On finance, speakers said: stimulus packages for COVID-19 recovery could be used to support decarbonization, including in hard-to-abate sectors; banks could be incentivized to create new financing products; and countries that have removed taxes on imports of renewable energy technologies have seen increased energy access and off-grid uptake.

Conclusion and Next Steps

Vincent Kitio, Chief, Urban Energy Unit, Urban Basic Services Branch, UN-Habitat, said the discussion had highlighted that: each innovation is context-based; energy enables multiple outcomes such as job creation, water, food, health, and mobility; and ensuring universal energy access by 2030 and ultimately achieving net zero emissions will require both strong commitments and a paradigm shift.

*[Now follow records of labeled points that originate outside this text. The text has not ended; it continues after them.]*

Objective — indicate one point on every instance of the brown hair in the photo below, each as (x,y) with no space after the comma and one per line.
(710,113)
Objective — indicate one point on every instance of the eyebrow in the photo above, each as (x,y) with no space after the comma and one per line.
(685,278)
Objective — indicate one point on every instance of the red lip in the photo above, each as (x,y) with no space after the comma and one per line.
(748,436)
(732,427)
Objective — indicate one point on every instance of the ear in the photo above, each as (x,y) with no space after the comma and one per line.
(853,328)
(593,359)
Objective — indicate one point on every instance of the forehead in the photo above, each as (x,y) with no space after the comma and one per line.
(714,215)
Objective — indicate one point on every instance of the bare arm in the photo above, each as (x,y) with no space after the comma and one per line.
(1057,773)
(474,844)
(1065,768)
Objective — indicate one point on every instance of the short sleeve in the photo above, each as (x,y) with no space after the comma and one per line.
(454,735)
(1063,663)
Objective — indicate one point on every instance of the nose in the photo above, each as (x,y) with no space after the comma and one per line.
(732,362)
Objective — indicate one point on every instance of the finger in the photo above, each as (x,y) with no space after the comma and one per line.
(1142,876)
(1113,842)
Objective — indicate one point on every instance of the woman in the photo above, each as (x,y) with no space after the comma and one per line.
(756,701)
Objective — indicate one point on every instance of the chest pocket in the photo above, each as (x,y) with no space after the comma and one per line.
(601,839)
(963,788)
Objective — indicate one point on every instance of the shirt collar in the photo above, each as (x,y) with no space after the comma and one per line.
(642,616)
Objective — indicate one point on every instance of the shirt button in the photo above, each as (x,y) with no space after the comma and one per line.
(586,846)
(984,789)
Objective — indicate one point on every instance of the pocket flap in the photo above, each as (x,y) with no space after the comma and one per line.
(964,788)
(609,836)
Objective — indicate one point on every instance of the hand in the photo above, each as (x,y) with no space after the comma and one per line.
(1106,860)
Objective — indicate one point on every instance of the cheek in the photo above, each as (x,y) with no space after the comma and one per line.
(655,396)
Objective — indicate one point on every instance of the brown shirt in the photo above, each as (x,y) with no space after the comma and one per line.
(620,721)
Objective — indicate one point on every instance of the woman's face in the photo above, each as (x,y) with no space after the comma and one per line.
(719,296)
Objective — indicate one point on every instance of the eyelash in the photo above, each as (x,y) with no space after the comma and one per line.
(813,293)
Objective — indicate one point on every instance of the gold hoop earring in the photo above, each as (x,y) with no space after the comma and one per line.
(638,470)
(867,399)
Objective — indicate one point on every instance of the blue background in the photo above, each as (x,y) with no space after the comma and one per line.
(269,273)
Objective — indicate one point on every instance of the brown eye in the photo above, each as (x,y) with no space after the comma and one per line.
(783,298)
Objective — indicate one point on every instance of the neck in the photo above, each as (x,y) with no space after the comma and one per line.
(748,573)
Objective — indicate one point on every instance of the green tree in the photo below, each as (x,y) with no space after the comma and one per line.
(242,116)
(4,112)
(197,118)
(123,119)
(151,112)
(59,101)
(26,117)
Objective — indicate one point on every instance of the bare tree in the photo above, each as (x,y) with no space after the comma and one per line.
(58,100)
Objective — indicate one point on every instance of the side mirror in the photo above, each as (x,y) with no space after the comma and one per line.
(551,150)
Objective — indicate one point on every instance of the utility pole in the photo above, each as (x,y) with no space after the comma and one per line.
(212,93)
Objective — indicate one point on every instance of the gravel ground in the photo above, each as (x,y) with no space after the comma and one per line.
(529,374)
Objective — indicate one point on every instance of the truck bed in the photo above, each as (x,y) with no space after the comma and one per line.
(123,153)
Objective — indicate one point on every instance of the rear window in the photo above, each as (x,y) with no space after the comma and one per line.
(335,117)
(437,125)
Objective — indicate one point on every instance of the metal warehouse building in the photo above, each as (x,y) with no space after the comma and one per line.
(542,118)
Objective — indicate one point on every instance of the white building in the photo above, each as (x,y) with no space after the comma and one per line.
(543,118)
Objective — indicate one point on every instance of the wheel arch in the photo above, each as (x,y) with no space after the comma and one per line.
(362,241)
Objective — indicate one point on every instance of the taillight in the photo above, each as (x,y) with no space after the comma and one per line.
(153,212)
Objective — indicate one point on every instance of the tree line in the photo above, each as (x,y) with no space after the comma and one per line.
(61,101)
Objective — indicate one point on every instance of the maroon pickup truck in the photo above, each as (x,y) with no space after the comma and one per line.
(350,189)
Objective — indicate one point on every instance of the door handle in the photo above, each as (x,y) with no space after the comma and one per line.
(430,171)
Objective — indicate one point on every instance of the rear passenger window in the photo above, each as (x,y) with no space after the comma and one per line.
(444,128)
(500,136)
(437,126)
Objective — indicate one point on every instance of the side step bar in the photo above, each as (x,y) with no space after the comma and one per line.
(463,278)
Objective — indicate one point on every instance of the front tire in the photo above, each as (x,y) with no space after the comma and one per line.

As for next steps, an annotated outline will be circulated by 12 March for comments, and the first draft of the report will be sent to members by 9 April. The group will hold their second meeting during the week of 12 April to review the draft. Cross-technical working group discussions will take place during the week of 26 April, followed by a final meeting during the week of 17 May to endorse the final report and matrix of actions.

The first meeting of the Technical Working Group on Innovation, Technology, and Data convened virtually on Tuesday, 2 March 2021, from 8:00 to 10:30 am EST (GMT-5), with 61 participants.